Article ID: 2816845 - View products that this article applies to.
Expand all | Collapse all

On This Page

Summary

This update fixes the following resiliency issues that may occur when you manage a Microsoft HPC Pack 2008 R2 cluster that contains Microsoft Azure compute nodes. Many of these issues are fixed in HPC Pack 2012 and are described in this rollup package to support customers who cannot upgrade currently.

We recommend that you install this update if you use HPC Pack 2008 R2 together with Microsoft Azure.

More information

Issues that are fixed in this update

Job-scheduling issues

  • This update provides better tolerance for the following network latency and communication failures between HPC services and Microsoft Azure:
    • The job state is incorrect or seems to be "stuck."
    • Jobs remains in the running state when tasks are completed or failed.
    • Jobs fail with a "parent job cannot be validated" exception.
    • Jobs are finished successfully but are marked as failed after a high availability (HA) failover.
    • Jobs remain in the running state after database access errors.
    • Jobs remain in the draining state and prevent taking compute nodes offline.
    • Jobs in the running state cannot be canceled.
    • Jobs cannot be canceled when the compute node is running CPU-intensive jobs.
    • Tasks fail on Microsoft Azure compute nodes with an "Exception: Safe handle has been closed" error message when the task is created.
    • Clusrun jobs fail on compute nodes in Microsoft Azure.
  • The following issues that involve exceptions and memory leaks are addressed:
    • Crash in job scheduler during a large deployment to Microsoft Azure
    • Job scheduler memory leak after multiple jobs that are running in Microsoft Azure are canceled
    • Database time-out exceptions when there are large deployments to Microsoft Azure
    • Exception when a job state is viewed from the command line
    • Exception that the job identifier is invalid when a task is created
    • "Object reference not set to an instance of an object" error message for a failed job
    • Validation failure of job together with "Node AZURECN-xxxx specified in required/requested nodes could not be found.
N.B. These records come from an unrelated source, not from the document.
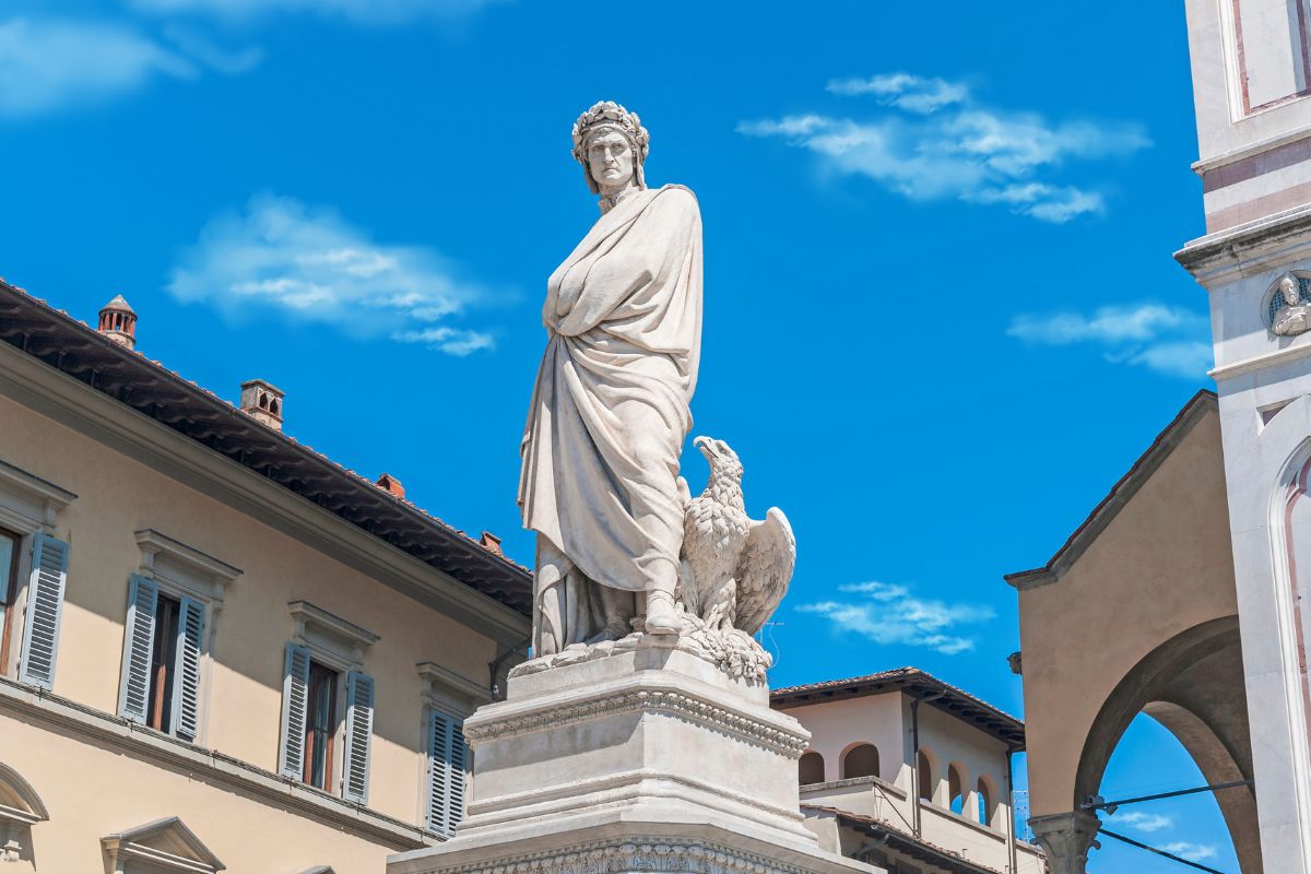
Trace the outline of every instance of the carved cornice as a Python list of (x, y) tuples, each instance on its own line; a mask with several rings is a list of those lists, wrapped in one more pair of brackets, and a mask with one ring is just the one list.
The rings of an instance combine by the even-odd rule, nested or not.
[(572, 849), (434, 866), (431, 874), (808, 874), (809, 869), (721, 844), (669, 837), (615, 837)]
[(497, 722), (464, 723), (464, 738), (471, 746), (489, 740), (505, 740), (544, 729), (595, 719), (619, 713), (641, 712), (674, 717), (694, 722), (712, 731), (754, 743), (758, 747), (800, 759), (806, 747), (806, 735), (775, 729), (759, 719), (745, 717), (726, 708), (700, 701), (678, 692), (625, 692), (607, 698), (583, 701), (573, 706), (527, 713)]

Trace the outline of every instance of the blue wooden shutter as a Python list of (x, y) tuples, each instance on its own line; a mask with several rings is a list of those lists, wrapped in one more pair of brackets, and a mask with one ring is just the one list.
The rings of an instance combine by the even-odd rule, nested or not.
[(195, 740), (201, 713), (201, 643), (205, 604), (184, 598), (177, 622), (177, 663), (173, 666), (173, 734)]
[(342, 757), (342, 797), (368, 803), (368, 748), (374, 736), (374, 677), (359, 671), (346, 676), (346, 755)]
[(22, 625), (18, 680), (50, 689), (55, 684), (59, 617), (68, 580), (68, 544), (37, 533), (31, 542), (31, 579), (28, 583), (28, 618)]
[(282, 668), (282, 744), (278, 773), (300, 780), (305, 769), (305, 712), (309, 708), (309, 647), (287, 643)]
[(427, 828), (450, 837), (464, 818), (464, 770), (468, 747), (463, 723), (438, 710), (429, 712)]
[(118, 715), (146, 722), (151, 702), (151, 656), (155, 650), (155, 616), (160, 587), (153, 579), (132, 575), (127, 590), (127, 622), (123, 626), (123, 671), (118, 683)]

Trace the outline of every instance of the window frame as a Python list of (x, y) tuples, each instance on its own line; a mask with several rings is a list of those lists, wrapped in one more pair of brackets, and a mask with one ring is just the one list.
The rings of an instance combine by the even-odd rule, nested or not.
[[(155, 588), (156, 588), (155, 617), (153, 617), (153, 621), (156, 622), (156, 628), (151, 633), (151, 666), (148, 667), (148, 670), (151, 671), (151, 676), (148, 679), (149, 685), (147, 688), (146, 719), (142, 721), (142, 722), (138, 722), (132, 715), (125, 714), (122, 712), (123, 710), (123, 701), (122, 701), (123, 692), (122, 692), (122, 687), (119, 689), (119, 702), (118, 702), (118, 709), (115, 710), (115, 713), (119, 717), (127, 718), (134, 725), (139, 725), (139, 726), (142, 726), (144, 729), (149, 729), (151, 731), (157, 731), (161, 735), (169, 736), (169, 738), (176, 738), (177, 740), (181, 740), (182, 743), (194, 743), (197, 746), (205, 746), (205, 736), (206, 736), (207, 727), (208, 727), (208, 713), (210, 713), (210, 708), (208, 708), (208, 698), (210, 698), (210, 664), (211, 664), (210, 647), (211, 647), (212, 641), (214, 641), (214, 626), (216, 625), (215, 620), (218, 617), (218, 612), (222, 608), (222, 600), (215, 600), (215, 598), (211, 594), (206, 592), (202, 587), (197, 586), (191, 580), (177, 580), (177, 579), (174, 579), (172, 577), (166, 577), (166, 575), (161, 574), (160, 570), (161, 569), (157, 569), (157, 567), (156, 569), (142, 567), (140, 570), (130, 574), (128, 578), (127, 578), (127, 596), (128, 596), (128, 599), (131, 599), (131, 592), (132, 592), (132, 586), (134, 586), (132, 578), (134, 577), (140, 577), (140, 578), (143, 578), (143, 579), (153, 583)], [(184, 609), (185, 603), (186, 601), (193, 601), (194, 604), (198, 604), (199, 608), (201, 608), (201, 642), (199, 642), (199, 647), (198, 647), (198, 659), (199, 659), (199, 663), (197, 664), (197, 677), (195, 677), (195, 708), (197, 708), (197, 714), (195, 714), (195, 736), (191, 738), (191, 739), (187, 739), (187, 738), (185, 738), (185, 736), (182, 736), (182, 735), (178, 734), (180, 719), (181, 719), (181, 715), (180, 715), (181, 708), (178, 705), (181, 702), (177, 701), (177, 698), (178, 698), (178, 685), (177, 685), (178, 672), (177, 672), (176, 668), (172, 671), (172, 683), (169, 684), (169, 688), (168, 688), (168, 704), (163, 705), (163, 696), (159, 698), (160, 704), (163, 706), (166, 706), (169, 709), (169, 719), (168, 719), (169, 725), (161, 725), (161, 726), (152, 725), (152, 722), (153, 722), (152, 721), (152, 715), (153, 715), (152, 710), (153, 710), (153, 708), (151, 706), (151, 702), (156, 701), (156, 697), (155, 697), (153, 667), (155, 667), (155, 659), (157, 656), (157, 653), (155, 651), (156, 650), (155, 643), (156, 643), (156, 641), (159, 638), (159, 628), (157, 628), (157, 622), (159, 622), (159, 603), (161, 600), (164, 600), (164, 599), (168, 599), (170, 601), (177, 601), (177, 604), (178, 604), (177, 625), (173, 628), (174, 646), (177, 646), (176, 641), (177, 641), (178, 636), (181, 634), (181, 628), (182, 628), (182, 624), (185, 621), (185, 609)], [(125, 672), (128, 668), (128, 645), (130, 645), (128, 633), (130, 633), (131, 629), (128, 626), (128, 618), (127, 618), (127, 616), (128, 616), (128, 612), (131, 611), (131, 607), (132, 605), (128, 603), (127, 604), (127, 612), (125, 612), (125, 616), (123, 616), (123, 660), (122, 660), (122, 664), (119, 666), (119, 684), (126, 683), (126, 675), (125, 675)], [(177, 662), (180, 660), (180, 658), (181, 658), (181, 650), (178, 650), (178, 651), (174, 653), (174, 659), (173, 659), (174, 664), (177, 664)]]
[[(21, 532), (0, 525), (0, 537), (13, 540), (13, 554), (9, 557), (9, 578), (0, 586), (0, 675), (8, 675), (9, 649), (13, 639), (13, 609), (18, 600), (18, 569), (22, 565), (22, 548), (28, 541)], [(0, 569), (3, 570), (3, 569)]]
[(0, 605), (0, 620), (9, 643), (8, 650), (0, 653), (4, 655), (0, 660), (0, 676), (18, 679), (24, 622), (31, 591), (31, 550), (37, 535), (58, 540), (59, 512), (76, 499), (77, 495), (72, 491), (0, 460), (0, 527), (18, 535), (12, 594), (8, 604)]
[[(157, 580), (156, 580), (157, 582)], [(173, 617), (172, 626), (166, 622), (160, 622), (160, 604), (168, 603), (174, 607), (170, 609)], [(176, 714), (173, 713), (173, 697), (176, 694), (177, 684), (177, 634), (178, 628), (182, 624), (182, 599), (170, 595), (164, 591), (164, 587), (159, 587), (159, 592), (155, 599), (155, 641), (151, 646), (151, 677), (149, 689), (146, 696), (146, 726), (160, 731), (163, 734), (174, 735), (177, 732), (177, 726), (172, 725)], [(170, 658), (160, 658), (160, 643), (168, 647), (172, 643)], [(159, 688), (156, 684), (159, 681), (159, 672), (164, 672), (164, 688)], [(197, 691), (199, 692), (199, 691)], [(166, 712), (166, 713), (165, 713)], [(166, 719), (165, 719), (166, 717)], [(165, 725), (168, 722), (168, 725)]]
[[(459, 772), (459, 781), (460, 781), (459, 795), (460, 795), (461, 810), (459, 811), (458, 816), (450, 816), (450, 819), (451, 819), (451, 829), (450, 831), (443, 831), (443, 829), (438, 828), (437, 824), (433, 823), (431, 819), (430, 819), (430, 816), (429, 816), (429, 811), (433, 807), (433, 799), (431, 799), (431, 789), (433, 789), (431, 781), (433, 781), (433, 777), (431, 777), (431, 772), (433, 772), (433, 769), (437, 765), (437, 759), (435, 759), (433, 744), (431, 744), (431, 738), (433, 738), (433, 727), (431, 726), (433, 726), (433, 721), (434, 721), (435, 717), (442, 717), (448, 723), (448, 730), (451, 731), (451, 735), (452, 735), (451, 736), (451, 748), (452, 748), (452, 752), (455, 750), (455, 743), (456, 743), (456, 739), (458, 739), (459, 744), (460, 744), (460, 747), (463, 750), (463, 755), (464, 755), (464, 761), (463, 761), (460, 772)], [(461, 715), (459, 715), (456, 713), (451, 713), (450, 708), (443, 708), (443, 706), (440, 706), (438, 704), (431, 704), (430, 702), (430, 704), (427, 704), (423, 708), (423, 723), (425, 723), (425, 732), (423, 732), (423, 735), (425, 735), (425, 739), (423, 739), (423, 786), (422, 786), (422, 794), (425, 797), (425, 802), (426, 803), (423, 806), (423, 815), (422, 815), (422, 819), (420, 822), (423, 824), (423, 829), (425, 831), (431, 832), (434, 835), (442, 835), (443, 837), (451, 837), (451, 835), (455, 833), (455, 826), (458, 826), (464, 819), (465, 812), (468, 811), (468, 805), (469, 805), (469, 789), (472, 788), (472, 784), (473, 784), (473, 780), (472, 780), (472, 777), (473, 777), (473, 751), (469, 748), (468, 740), (465, 740), (465, 738), (464, 738), (464, 719), (465, 719), (465, 717), (461, 717)], [(446, 802), (447, 803), (450, 803), (451, 795), (454, 795), (454, 794), (455, 793), (452, 791), (452, 788), (447, 786), (447, 790), (446, 790), (446, 795), (447, 795)], [(450, 812), (448, 812), (448, 815), (450, 815)]]
[[(324, 756), (324, 773), (323, 785), (313, 781), (313, 735), (316, 729), (311, 725), (308, 718), (313, 710), (313, 702), (317, 700), (315, 675), (320, 676), (326, 674), (330, 675), (330, 681), (328, 683), (328, 747), (326, 755)], [(333, 788), (340, 784), (337, 778), (337, 761), (340, 756), (334, 756), (334, 752), (341, 748), (341, 742), (343, 740), (343, 722), (345, 722), (345, 708), (341, 706), (341, 700), (343, 697), (343, 676), (345, 672), (336, 670), (334, 667), (324, 663), (323, 659), (316, 658), (313, 649), (309, 651), (309, 681), (305, 687), (305, 729), (304, 740), (300, 751), (300, 782), (304, 785), (325, 791), (330, 795), (338, 794)]]
[[(431, 823), (429, 822), (429, 791), (431, 789), (430, 784), (430, 768), (431, 768), (431, 718), (433, 713), (440, 713), (447, 717), (454, 730), (461, 732), (464, 730), (464, 721), (473, 715), (473, 713), (485, 704), (492, 704), (494, 696), (492, 689), (476, 683), (450, 668), (442, 667), (437, 662), (420, 662), (416, 668), (418, 670), (418, 677), (423, 684), (423, 693), (421, 696), (422, 706), (420, 708), (421, 726), (420, 736), (423, 739), (423, 755), (420, 757), (420, 774), (418, 774), (418, 793), (416, 805), (416, 822), (423, 831), (433, 835), (442, 835), (442, 832), (431, 831)], [(473, 789), (473, 760), (475, 752), (469, 747), (468, 742), (464, 742), (464, 808), (468, 810), (469, 797)], [(463, 819), (463, 814), (461, 814)]]

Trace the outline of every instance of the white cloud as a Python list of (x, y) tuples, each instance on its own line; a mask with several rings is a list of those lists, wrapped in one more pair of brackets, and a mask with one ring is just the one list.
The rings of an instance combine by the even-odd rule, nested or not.
[(490, 349), (490, 334), (442, 324), (486, 296), (423, 246), (382, 245), (330, 210), (260, 195), (214, 218), (173, 269), (169, 291), (229, 318), (260, 311), (388, 335), (452, 355)]
[(1117, 811), (1110, 822), (1113, 826), (1125, 826), (1133, 828), (1138, 832), (1159, 832), (1163, 828), (1171, 828), (1175, 820), (1169, 816), (1163, 816), (1162, 814), (1145, 814), (1142, 811)]
[(401, 24), (416, 18), (460, 18), (501, 0), (132, 0), (148, 12), (194, 12), (223, 18), (270, 13), (317, 13), (362, 24)]
[(198, 37), (182, 35), (168, 46), (123, 24), (75, 18), (0, 21), (0, 117), (31, 117), (101, 102), (159, 77), (193, 80), (205, 69), (245, 72), (261, 60), (258, 50), (229, 54)]
[(1106, 208), (1101, 193), (1051, 178), (1067, 161), (1125, 156), (1151, 144), (1137, 124), (1053, 124), (1037, 113), (983, 109), (965, 85), (941, 79), (889, 73), (832, 81), (829, 90), (873, 94), (911, 115), (808, 113), (742, 122), (737, 130), (783, 139), (831, 172), (871, 178), (912, 200), (1002, 204), (1053, 224)]
[(1192, 309), (1142, 303), (1103, 307), (1091, 316), (1075, 312), (1020, 314), (1006, 332), (1032, 345), (1088, 343), (1117, 364), (1133, 364), (1168, 376), (1197, 379), (1210, 368), (1206, 317)]
[(1167, 853), (1173, 853), (1186, 858), (1189, 862), (1200, 862), (1203, 858), (1214, 858), (1215, 848), (1209, 844), (1189, 844), (1188, 841), (1175, 841), (1162, 846)]
[(899, 106), (911, 113), (936, 113), (944, 106), (962, 104), (969, 88), (944, 79), (924, 79), (911, 73), (885, 73), (869, 79), (834, 79), (827, 90), (834, 94), (874, 94), (881, 104)]
[(876, 643), (923, 646), (947, 655), (974, 649), (973, 638), (947, 632), (995, 616), (991, 607), (915, 598), (906, 586), (868, 582), (839, 586), (838, 591), (861, 598), (801, 604), (797, 609), (823, 616), (839, 630)]
[(35, 115), (135, 90), (155, 76), (194, 79), (182, 55), (113, 24), (0, 22), (0, 114)]

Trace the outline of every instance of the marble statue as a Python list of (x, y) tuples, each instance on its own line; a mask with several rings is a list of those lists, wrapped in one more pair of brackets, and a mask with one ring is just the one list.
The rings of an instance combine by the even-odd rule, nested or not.
[(678, 634), (684, 494), (701, 343), (701, 216), (679, 185), (648, 189), (650, 135), (600, 102), (573, 156), (600, 219), (547, 283), (519, 504), (538, 533), (534, 655), (631, 633)]
[(1311, 304), (1302, 303), (1301, 283), (1291, 273), (1280, 276), (1280, 296), (1282, 303), (1270, 330), (1280, 337), (1295, 337), (1311, 330)]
Check the required/requested nodes to ensure the names are correct and try again" message

Cluster-management issues

  • This update provides better tolerance for the following network latency and communication failures between HPC services and Microsoft Azure:
    • Compute nodes in Microsoft Azure appear unreachable but are available in the portal.
    • Microsoft Azure compute nodes remain in an online state and cannot be deleted or stopped if the head node in a high-availability cluster fails.
    • The list of Microsoft Azure compute nodes becomes out of sync between the management and job scheduler service for multiple deployments if one deployment fails.
    • Compute nodes in Microsoft Azure repeatedly change between the reachable and unreachable state because a wrong deployment ID was reported if there was a failure in creating the deployment and if the action is retried.
    • There is a long delay between trying to stop a Microsoft Azure compute node and the failure of the operation.
    • A deployed Microsoft Azure compute node in an offline state does not come online when an availability policy is enabled after the start time is passed.
    • Microsoft Azure compute nodes cannot be added after HA failover during a large deployment.
    • A configuration package is not applied after a Microsoft Azure compute node is ready.
    • A failure or time-out occurs when proxy certificates are uploaded to Microsoft Azure.
  • The following issues that involve exceptions and memory leaks are addressed:
    • Invalid XML in Microsoft Azure configuration file when the startup script parameter contains special characters
    • Memory leak or response stoppage during certain PowerShell cmdlet operations
    • Memory leak in hpcmanagement.exe when there are many node templates
    • Crash in administration console during reconnection to an HA head node by using the virtual cluster name

SOA runtime issues

  • When Microsoft Azure nodes start, they cannot synchronize the service-oriented architecture (SOA) service package or application packages from Microsoft Azure Storage. This issue is more likely to occur in deployments that have many compute node role instances or that have a large deployment package to upload. This update makes the synchronization more resistant to failures when Microsoft Azure Storage is accessed.
  • The session’s broker is running on a clustered broker node, the SOA message level preemption is enabled, and the SOA task is preempted. In this situation, the task does not exit as expected. When the task cancel grace period expires, the task is killed by the scheduler. This update resolves the problem by making the task exit gracefully.
  • When the session's broker is running on a clustered broker node, the "auto shrink" feature of SOA does not work because the broker cannot make a task exit. This update resolves the problem by making the task exit gracefully.
  • The BrokerResponseEnumerator.MoveNext method and the BrokerResponse.Result property return the error message "Heartbeat lost for broker node" when clients that use the SOA session API try to retrieve more than 632 responses.

Update information

This update is available from the following Microsoft websites:

Microsoft Download Center

The following file is available for download from the Microsoft Download Center:
Collapse this imageExpand this image
Download
Download the update package now.

Microsoft Support

A supported update is available from Microsoft Support. However, this update is intended to correct only the problems that are described in this article.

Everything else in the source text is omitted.